= Brass Crescent =

The Brass Crescent is an umbrella term for the blogs, websites, newsfeeds and other new media devoted to analysis and discussion of modern Islam. Coined by Muslim blogger Aziz Poonawalla, founder of the weblog City of Brass and cofounder (with Shahed Amanullah) of the Brass Crescent Awards, the Brass Crescent "is forging a new synthesis of Islam and modernity, and is the intellectual heir to the traditions of philosophy and learning that were once the hallmark of Islamic civilization - a heritage scarcely recognizable today in the Islamic world after a century's ravages of colonialism, tyrants, and religious fundamentalism." Since the term 'Brass Crescent' is an informal designation, any blog or website run by Muslims or dedicated to the discussion of Islam can ostensibly claim membership.

== History ==
In 1998, Halalfire Media LLC was founded by Shahed Amanullah to organize and aggregate the dozens of Muslim-oriented travel, education, news and commerce websites launched in the late 90s. (The term halal is Arabic for 'permissible' and refers to behaviors, foods and practices endorsed by Islamic law.) In 2001, Amanullah launched altmuslim.com , an independent news and opinion website focused on issues affecting Muslims worldwide. As personal blogs became increasingly popular in the years that followed, a large and informal conversation emerged among Muslim bloggers of various and often conflicting political and personal backgrounds. Muslims and critics of Islam such as author Robert Spencer began with increasing frequency to engage in debates with ordinary, and often anonymous bloggers. To facilitate this ongoing exchange, Aziz Poonawalla launched the Carnival of Brass in 2006. The Carnival of Brass aggregates essays and commentary from an array of Muslim-run and Islam-themed blogs, making them available in a live RSS newsfeed.

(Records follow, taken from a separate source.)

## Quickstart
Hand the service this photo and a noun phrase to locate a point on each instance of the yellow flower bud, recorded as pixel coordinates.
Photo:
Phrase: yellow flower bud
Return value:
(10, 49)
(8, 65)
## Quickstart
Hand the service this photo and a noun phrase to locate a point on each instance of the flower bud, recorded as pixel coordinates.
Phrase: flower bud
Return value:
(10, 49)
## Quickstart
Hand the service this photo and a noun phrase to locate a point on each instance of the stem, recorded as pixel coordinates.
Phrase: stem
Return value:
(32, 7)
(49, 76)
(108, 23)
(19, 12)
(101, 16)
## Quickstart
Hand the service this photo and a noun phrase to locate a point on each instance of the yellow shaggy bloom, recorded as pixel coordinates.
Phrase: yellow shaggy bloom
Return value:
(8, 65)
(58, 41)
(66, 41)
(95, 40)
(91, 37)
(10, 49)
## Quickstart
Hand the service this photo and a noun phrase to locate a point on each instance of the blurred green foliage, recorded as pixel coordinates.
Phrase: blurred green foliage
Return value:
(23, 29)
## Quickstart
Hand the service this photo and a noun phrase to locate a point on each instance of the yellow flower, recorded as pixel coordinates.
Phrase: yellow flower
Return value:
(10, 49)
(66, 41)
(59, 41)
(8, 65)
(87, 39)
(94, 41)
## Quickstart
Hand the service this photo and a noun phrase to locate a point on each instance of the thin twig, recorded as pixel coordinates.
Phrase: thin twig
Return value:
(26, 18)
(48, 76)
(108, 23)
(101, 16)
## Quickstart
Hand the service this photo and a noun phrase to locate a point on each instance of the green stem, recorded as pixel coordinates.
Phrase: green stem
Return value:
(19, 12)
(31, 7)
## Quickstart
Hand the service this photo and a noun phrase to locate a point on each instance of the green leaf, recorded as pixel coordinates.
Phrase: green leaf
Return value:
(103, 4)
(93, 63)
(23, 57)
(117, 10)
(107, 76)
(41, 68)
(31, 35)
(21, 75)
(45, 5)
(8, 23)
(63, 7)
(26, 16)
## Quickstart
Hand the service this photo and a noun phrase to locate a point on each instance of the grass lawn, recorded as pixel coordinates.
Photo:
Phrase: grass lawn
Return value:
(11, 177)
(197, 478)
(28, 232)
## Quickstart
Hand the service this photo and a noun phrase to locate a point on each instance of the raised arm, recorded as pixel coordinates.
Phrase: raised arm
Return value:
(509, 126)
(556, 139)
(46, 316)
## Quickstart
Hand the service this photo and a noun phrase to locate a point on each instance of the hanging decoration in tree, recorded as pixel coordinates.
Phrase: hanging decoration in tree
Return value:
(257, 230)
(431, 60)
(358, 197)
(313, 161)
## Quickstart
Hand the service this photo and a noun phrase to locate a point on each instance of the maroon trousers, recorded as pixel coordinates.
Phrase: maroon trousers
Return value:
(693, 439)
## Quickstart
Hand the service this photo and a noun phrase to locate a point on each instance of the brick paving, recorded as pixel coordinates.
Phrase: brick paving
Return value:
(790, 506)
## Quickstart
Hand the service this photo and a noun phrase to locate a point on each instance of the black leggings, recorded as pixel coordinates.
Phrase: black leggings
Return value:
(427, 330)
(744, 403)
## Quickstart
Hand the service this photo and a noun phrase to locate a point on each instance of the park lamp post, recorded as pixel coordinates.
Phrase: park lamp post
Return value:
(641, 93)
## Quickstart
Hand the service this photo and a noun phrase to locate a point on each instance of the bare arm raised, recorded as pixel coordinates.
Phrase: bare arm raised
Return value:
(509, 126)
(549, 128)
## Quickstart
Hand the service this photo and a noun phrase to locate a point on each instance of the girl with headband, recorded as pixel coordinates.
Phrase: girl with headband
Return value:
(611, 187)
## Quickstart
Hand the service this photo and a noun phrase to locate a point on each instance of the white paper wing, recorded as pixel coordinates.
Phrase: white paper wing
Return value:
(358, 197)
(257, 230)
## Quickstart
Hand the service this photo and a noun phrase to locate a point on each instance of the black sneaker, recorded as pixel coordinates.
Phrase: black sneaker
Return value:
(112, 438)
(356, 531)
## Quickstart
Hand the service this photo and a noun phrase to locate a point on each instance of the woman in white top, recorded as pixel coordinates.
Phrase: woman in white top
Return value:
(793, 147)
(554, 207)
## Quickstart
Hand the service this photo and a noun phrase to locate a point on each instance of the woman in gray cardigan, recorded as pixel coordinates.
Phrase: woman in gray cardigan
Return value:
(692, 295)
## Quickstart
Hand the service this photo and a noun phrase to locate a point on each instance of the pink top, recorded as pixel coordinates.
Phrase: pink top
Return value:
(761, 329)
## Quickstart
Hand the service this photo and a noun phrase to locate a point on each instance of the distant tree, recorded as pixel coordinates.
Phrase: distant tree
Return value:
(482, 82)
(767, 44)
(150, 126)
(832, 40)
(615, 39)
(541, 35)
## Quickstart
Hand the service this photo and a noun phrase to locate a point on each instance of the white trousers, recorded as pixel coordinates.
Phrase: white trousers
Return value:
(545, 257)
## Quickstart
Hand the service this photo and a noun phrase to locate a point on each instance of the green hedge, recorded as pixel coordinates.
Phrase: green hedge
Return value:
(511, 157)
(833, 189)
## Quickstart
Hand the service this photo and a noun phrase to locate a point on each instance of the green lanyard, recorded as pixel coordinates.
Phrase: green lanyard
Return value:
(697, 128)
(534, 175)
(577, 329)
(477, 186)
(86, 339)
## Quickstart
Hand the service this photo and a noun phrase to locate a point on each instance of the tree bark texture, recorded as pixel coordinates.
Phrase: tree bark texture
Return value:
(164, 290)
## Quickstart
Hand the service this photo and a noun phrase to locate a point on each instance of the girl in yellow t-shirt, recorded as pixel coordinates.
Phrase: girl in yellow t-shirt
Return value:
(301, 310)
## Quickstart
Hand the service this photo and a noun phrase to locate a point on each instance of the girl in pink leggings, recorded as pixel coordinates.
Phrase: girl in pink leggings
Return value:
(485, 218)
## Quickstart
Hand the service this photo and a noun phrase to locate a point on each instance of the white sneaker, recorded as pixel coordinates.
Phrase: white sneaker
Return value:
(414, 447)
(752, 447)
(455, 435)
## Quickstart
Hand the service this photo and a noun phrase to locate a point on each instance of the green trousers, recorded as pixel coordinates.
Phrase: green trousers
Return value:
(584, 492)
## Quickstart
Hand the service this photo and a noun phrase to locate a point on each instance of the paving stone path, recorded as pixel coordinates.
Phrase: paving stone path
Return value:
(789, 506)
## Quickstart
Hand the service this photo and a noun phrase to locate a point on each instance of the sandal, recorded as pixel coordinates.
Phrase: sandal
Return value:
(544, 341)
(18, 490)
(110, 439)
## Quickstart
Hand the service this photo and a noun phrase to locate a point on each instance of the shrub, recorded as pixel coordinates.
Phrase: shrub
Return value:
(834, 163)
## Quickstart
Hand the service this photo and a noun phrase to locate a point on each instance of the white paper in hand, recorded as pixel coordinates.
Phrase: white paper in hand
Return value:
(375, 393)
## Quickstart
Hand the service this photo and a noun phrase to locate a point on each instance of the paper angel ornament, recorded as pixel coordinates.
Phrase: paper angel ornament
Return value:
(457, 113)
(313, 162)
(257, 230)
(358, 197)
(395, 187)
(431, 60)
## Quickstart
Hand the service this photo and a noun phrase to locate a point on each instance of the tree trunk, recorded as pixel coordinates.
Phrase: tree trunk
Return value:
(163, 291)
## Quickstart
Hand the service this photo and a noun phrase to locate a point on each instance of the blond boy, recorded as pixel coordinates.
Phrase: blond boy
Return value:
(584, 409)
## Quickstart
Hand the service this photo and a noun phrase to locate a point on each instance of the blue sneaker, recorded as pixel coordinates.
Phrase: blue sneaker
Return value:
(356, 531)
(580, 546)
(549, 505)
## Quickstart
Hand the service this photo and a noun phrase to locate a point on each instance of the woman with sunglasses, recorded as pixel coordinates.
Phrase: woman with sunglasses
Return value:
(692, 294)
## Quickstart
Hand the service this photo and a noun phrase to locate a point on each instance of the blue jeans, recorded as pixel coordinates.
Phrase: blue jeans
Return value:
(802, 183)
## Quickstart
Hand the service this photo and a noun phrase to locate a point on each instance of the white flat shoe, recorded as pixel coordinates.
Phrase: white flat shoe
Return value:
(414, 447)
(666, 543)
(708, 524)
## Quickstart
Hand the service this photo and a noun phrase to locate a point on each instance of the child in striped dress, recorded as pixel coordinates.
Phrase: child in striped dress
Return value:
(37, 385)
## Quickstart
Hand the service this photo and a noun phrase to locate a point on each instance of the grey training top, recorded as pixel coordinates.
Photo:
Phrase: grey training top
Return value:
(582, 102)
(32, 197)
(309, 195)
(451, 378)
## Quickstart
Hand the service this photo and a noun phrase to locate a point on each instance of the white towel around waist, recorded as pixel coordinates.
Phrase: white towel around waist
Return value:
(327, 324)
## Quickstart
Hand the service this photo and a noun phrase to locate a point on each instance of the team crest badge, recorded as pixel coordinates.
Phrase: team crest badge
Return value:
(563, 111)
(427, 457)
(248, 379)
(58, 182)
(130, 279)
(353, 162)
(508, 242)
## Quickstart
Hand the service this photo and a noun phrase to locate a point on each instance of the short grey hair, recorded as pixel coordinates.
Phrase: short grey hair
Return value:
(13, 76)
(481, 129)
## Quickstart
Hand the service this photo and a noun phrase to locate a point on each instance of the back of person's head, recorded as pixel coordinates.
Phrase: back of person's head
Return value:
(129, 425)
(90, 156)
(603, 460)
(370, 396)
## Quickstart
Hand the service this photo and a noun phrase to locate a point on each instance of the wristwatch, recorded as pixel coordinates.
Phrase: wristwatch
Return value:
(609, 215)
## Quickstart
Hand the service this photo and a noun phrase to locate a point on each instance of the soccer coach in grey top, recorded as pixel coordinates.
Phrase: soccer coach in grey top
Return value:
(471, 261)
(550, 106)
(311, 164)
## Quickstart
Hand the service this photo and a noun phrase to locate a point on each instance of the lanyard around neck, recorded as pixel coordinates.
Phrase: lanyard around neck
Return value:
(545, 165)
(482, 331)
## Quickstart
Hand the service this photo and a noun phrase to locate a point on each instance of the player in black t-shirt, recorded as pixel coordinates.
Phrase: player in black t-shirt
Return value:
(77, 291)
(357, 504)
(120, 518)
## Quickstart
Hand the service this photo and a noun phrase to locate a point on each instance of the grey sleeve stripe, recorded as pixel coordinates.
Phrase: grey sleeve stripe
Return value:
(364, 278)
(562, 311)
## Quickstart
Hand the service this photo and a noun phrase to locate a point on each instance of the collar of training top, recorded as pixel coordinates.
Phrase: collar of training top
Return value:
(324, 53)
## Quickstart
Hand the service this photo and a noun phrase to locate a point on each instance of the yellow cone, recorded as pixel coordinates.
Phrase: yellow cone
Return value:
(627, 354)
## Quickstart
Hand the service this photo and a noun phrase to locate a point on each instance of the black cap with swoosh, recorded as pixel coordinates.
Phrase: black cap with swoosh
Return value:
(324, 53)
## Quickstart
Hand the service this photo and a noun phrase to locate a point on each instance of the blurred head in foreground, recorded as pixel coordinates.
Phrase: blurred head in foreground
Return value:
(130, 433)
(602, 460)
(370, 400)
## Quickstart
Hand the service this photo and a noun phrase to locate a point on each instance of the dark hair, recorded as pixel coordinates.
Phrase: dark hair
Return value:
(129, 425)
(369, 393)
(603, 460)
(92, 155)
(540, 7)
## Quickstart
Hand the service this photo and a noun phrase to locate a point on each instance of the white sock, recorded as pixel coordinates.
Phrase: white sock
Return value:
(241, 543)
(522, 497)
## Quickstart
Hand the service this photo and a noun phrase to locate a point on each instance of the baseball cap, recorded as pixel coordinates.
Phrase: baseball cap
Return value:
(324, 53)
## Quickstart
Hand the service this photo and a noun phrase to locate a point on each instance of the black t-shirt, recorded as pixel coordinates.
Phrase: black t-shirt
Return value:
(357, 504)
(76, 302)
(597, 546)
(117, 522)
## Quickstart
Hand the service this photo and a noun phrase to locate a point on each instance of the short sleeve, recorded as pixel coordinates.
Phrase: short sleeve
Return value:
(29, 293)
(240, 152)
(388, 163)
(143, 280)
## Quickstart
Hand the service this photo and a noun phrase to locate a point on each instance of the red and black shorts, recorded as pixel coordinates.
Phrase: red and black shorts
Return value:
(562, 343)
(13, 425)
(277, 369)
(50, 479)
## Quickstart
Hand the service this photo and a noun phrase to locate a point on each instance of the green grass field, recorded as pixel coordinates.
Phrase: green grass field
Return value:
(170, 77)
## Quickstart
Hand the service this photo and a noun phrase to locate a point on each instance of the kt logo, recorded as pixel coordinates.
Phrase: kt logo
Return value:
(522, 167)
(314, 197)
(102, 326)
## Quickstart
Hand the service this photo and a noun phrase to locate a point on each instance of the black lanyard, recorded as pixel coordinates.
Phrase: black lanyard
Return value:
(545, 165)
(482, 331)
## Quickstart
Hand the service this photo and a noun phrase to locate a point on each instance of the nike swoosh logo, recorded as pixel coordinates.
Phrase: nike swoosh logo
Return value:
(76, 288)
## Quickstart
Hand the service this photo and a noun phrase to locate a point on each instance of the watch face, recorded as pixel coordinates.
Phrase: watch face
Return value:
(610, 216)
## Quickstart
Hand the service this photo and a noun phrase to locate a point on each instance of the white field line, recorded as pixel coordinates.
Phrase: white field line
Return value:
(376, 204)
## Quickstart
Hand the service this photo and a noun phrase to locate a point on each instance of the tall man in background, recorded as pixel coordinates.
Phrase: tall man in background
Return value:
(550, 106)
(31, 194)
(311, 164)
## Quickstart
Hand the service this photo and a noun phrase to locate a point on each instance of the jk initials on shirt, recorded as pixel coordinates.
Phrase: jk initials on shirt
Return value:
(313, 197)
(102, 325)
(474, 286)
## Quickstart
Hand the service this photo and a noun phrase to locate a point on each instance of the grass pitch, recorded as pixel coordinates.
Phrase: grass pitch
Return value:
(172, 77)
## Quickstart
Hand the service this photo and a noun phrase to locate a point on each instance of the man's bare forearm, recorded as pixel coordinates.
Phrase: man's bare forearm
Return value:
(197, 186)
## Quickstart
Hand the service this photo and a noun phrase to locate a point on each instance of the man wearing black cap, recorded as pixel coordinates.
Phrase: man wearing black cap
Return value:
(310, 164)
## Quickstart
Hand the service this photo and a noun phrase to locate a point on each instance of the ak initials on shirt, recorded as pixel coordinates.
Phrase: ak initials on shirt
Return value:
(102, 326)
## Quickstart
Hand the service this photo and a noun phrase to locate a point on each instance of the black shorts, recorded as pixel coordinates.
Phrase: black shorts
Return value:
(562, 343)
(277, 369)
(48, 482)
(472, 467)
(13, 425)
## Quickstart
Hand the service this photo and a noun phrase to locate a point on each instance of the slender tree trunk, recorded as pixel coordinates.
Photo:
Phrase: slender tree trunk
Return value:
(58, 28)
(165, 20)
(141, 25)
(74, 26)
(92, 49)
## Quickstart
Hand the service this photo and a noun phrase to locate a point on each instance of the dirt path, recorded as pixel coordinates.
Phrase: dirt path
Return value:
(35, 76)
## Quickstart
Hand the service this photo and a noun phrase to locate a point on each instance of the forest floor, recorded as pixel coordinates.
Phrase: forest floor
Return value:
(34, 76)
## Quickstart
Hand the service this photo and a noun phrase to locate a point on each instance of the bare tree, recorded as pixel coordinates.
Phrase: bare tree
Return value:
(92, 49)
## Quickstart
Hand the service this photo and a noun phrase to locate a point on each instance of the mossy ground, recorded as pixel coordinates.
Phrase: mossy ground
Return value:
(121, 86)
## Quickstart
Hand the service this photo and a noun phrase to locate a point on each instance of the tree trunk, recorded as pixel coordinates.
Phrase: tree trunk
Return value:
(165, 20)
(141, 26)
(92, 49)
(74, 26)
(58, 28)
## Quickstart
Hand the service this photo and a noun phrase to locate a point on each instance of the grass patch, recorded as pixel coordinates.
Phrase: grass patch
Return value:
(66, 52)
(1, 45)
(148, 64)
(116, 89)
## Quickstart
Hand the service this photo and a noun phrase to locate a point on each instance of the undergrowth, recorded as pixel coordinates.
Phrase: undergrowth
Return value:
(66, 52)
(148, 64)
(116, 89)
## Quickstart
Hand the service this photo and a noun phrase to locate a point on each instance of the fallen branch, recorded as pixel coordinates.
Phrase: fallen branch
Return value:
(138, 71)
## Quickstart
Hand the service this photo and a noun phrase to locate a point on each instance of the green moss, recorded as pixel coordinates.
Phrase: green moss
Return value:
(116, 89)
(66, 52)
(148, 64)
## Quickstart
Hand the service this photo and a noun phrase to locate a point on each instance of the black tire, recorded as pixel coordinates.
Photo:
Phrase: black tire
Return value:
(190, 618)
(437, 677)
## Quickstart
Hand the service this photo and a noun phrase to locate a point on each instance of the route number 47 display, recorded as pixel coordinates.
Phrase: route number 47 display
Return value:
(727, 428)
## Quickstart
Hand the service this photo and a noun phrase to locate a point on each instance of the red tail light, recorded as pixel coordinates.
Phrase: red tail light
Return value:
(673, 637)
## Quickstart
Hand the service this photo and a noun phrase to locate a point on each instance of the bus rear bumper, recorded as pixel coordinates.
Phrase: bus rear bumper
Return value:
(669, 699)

== The Brass Crescent Awards ==
The Brass Crescent Awards were launched in 2004 to honor "the best writers and thinkers of the emerging Muslim blogosphere". Nominees are chosen by committee and voted on by the public. Controversy arose in 2007 when several conservative Muslim bloggers voiced concern that the nomination process was unclear, and accused the nominating committee of being biased in favor of liberal and nontraditional Muslim bloggers. Brasscrescent.org responded by clarifying the nomination process and unveiling a new nominating committee.

== Notable figures ==
Several contemporary Muslim writers began their careers as bloggers within the Brass Crescent. G. Willow Wilson, author of the graphic novel CAIRO and an upcoming book titled The Butterfly Mosque, is a former contributor to Eteraz.org.